The focus of Yokomizo’s photography and video-work is the gap between self and other; the space that exists between ‘me’ and ‘you’. The object of the artist’s scrutiny is almost always a single isolated human being, but her own presence is always also implicated in this process of re-presentation, as, subsequently, is the viewer’s.
The terms of the encounter between the artist and her ‘participant’ are meticulously constructed, and it is the nature of this relationship that defines the resulting image. Thus, in contrast to the merciless ‘stare’ of documentary photography, Yokomizo’s images reproduce a strong sense of reciprocity, and an awareness of one’s own presence in relation to another.
In the Stranger series, each photograph shows someone looking out through a window. The artist has never met any of these people.

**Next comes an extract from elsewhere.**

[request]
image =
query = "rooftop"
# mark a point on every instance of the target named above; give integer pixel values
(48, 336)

She selected their addresses and then wrote an anonymous letter asking if the recipient would stand at a particular window, alone, with the room lights on, at a specific time of night so that she could photograph them from the street. The artist simply promised to be there waiting. If they did not wish to participate they could close the curtains, while if they chose to open the door to meet her the photograph would not be used.

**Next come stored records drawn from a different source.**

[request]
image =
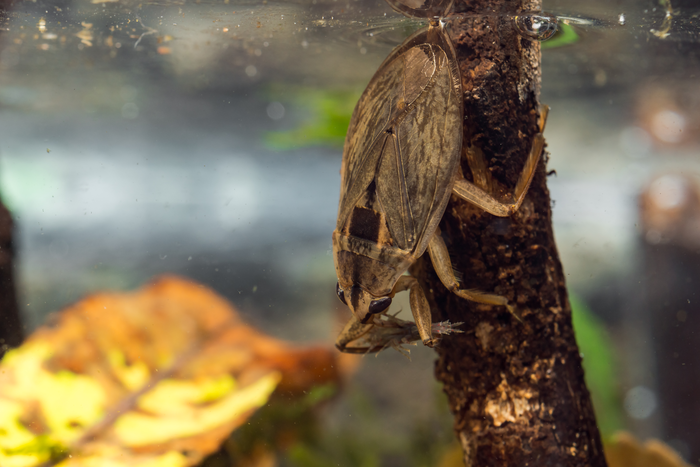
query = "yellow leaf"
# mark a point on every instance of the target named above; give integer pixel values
(154, 378)
(137, 429)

In the Untitled (Hitorigoto) series, Yokomizo continues to explore the tension between the documentary and fictional aspect of photographic representation. However the artist has placed herself on the other side of the window and, by collaborating with her friends, she replaces the sense of physical and emotional distance with a world of intimacy and interiority.
Other works in the exhibition include an early video-work, A Boy with his Father, and two newly commissioned photographic works, Find A Date, using locally-sourced ‘lonely hearts’ newspaper columns, which continue the theme of solitude and the dialogue between private and public realms.